Well if it was George Romney who converted to Christianity, then changing his life in a significant way would have butterflies on 1960s politics.

For Mitt Romney to have no Mormon ancestors but to still exist and be similar to the man he is OTL is virtually ASB.
 
I don't think that Romney would lose Utah although he vould be mainstream Christian. They couldn't ever vote Obama and hardly anybody else democrat too.
 
Romney had the institutional support of the Christian right in this election; remember Billy Graham scrubbing "Mormonism is a cult" from his website? I literally cannot find a significant Christian conservative voice headed into the election who was arguing that voters should stay home rather than vote for Romney (and obviously, none of these people were endorsing Obama). That's not to say that, if you dig deep enough in the bowels of right-wing-nuttery, you won't find the occasional oddball in the Deep South who refused to vote for Romney; I'm sure those people exist. But from a systematic perspective, Romney's Mormonism wasn't a factor at all.

There's also no evidence that Romney's Mormonism was a drag on downballot races; the closest Senate race, for example, was Heidi Heitkamp in North Dakota, and she obviously ran well ahead of Obama in her state. Ditto Jon Tester in Montana.

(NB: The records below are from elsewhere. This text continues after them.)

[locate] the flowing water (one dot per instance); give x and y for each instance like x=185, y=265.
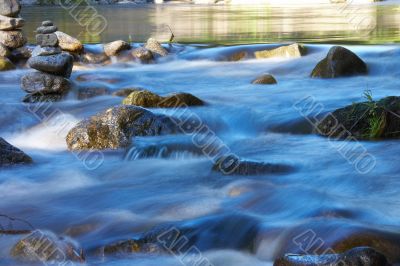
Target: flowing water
x=120, y=194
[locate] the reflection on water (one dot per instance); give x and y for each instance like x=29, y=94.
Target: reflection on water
x=372, y=23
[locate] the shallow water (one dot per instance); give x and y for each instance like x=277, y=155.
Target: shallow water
x=326, y=23
x=119, y=199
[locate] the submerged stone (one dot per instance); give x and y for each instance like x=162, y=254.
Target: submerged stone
x=115, y=127
x=340, y=62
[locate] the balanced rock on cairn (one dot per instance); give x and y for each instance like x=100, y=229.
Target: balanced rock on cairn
x=11, y=36
x=50, y=82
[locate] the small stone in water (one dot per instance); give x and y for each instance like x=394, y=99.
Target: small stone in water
x=47, y=39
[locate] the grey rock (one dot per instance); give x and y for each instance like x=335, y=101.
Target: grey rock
x=340, y=62
x=47, y=39
x=114, y=128
x=7, y=23
x=10, y=155
x=43, y=83
x=4, y=51
x=46, y=51
x=12, y=39
x=59, y=64
x=114, y=48
x=361, y=256
x=143, y=54
x=47, y=23
x=155, y=47
x=9, y=8
x=69, y=43
x=46, y=29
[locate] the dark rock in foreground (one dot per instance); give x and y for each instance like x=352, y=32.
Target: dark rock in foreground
x=366, y=120
x=146, y=98
x=10, y=155
x=340, y=62
x=232, y=165
x=115, y=127
x=362, y=256
x=44, y=83
x=43, y=247
x=58, y=64
x=265, y=79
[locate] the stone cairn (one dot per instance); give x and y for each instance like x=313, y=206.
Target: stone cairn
x=11, y=36
x=50, y=81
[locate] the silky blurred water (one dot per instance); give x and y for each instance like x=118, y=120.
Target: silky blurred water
x=121, y=199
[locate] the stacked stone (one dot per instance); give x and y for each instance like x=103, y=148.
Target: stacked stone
x=54, y=67
x=11, y=36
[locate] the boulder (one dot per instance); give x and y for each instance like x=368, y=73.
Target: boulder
x=115, y=127
x=40, y=97
x=265, y=79
x=6, y=64
x=362, y=256
x=142, y=98
x=365, y=120
x=59, y=64
x=148, y=99
x=44, y=83
x=69, y=43
x=9, y=8
x=155, y=47
x=114, y=48
x=232, y=165
x=293, y=50
x=12, y=39
x=340, y=62
x=4, y=51
x=10, y=155
x=7, y=23
x=143, y=54
x=38, y=51
x=47, y=40
x=42, y=247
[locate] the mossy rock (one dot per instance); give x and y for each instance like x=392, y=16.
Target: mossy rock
x=365, y=120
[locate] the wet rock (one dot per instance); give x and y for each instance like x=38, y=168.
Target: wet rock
x=38, y=51
x=232, y=165
x=114, y=48
x=126, y=92
x=6, y=64
x=91, y=58
x=90, y=92
x=9, y=8
x=366, y=120
x=47, y=40
x=12, y=39
x=340, y=62
x=143, y=54
x=4, y=51
x=7, y=23
x=115, y=127
x=146, y=98
x=40, y=97
x=155, y=47
x=44, y=83
x=46, y=29
x=10, y=155
x=142, y=98
x=60, y=64
x=362, y=256
x=40, y=246
x=69, y=43
x=265, y=79
x=293, y=50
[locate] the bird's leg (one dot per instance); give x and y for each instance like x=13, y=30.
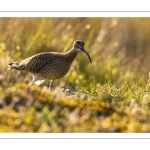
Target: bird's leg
x=35, y=78
x=51, y=84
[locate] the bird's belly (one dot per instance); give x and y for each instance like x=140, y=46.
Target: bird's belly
x=54, y=72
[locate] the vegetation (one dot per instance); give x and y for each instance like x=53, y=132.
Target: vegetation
x=109, y=95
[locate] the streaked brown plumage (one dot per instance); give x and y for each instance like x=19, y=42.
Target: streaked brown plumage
x=49, y=65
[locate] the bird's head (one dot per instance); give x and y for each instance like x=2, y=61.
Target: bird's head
x=78, y=45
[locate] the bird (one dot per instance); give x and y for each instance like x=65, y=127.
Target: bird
x=50, y=65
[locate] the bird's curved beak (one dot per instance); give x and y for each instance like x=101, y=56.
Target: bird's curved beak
x=87, y=54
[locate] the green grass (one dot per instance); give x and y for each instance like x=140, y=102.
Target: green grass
x=110, y=95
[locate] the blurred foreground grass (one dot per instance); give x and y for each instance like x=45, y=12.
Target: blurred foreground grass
x=109, y=95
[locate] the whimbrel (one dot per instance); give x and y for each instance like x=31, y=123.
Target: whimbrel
x=49, y=65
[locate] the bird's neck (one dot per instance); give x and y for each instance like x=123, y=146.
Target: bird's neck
x=71, y=55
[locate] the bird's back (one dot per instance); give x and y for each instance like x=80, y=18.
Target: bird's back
x=50, y=65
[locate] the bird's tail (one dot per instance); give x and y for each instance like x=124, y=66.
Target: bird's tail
x=14, y=65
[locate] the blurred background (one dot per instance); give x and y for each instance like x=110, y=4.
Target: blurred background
x=119, y=48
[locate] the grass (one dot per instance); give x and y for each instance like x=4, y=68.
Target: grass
x=110, y=95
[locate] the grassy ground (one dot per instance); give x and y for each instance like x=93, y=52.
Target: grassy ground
x=109, y=95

So the answer to the question is: absolutely nothing. That fits, by the way, with the evidence producing by polling aggregator sites such as the Princeton Election Consortium and 538, which showed a remarkably stable race for all of 2012. In fact, back in August, Michael Tomasky noticed that the 538 histogram was calling 332 EV -- the exact result of the election -- as the single most likely distribution of electoral votes. Here's what he said:

Most outcomes, in a range running from 150 EV’s up to 400, rate around a 2 percent chance of Obama receiving that number. The highest spike on the chart? It’s at around 330 EV’s, which [Nate] Silver [of fivethirtyeight.com] reckons Obama has a 14 percent chance of hitting. Now, most political journalists would chuckle derisively at the idea that Obama is going to carry home 330 EV’s. Deride away. And while you do, bear in mind that Silver called 50 out of 51 states last time (counting D.C.; he missed only Indiana) and every single Senate race.

...

An extremely close election that on election night itself stands a surprisingly good chance of being not that close at all.

That's the first week of August, before either party's convention, before the bulk of the ads ran, before -- well, most of the campaign, really. And 538 had been running that histogram since the primaries; Tomasky just noticed in August.

The numbers suggest that -- notwithstanding the second-guessing and finger-pointing that inevitably surrounds a losing candidate -- Mitt Romney was a pretty good candidate who ran about as good a campaign as could have been run in 2012. He certainly produced the campaign's most dynamic moment, statistically speaking, after the first debate.

Had Romney drastically underperformed the statistical fundamentals; if, say, Obama had won not only North Carolina, but the Omaha congressional district as well, and had states like Arizona, Georgia, and Montana gone down to the wire -- then it might be worth asking 'what went wrong?' and wondering if something like anti-Mormon bias was in effect. But the data suggest that simply wasn't the case.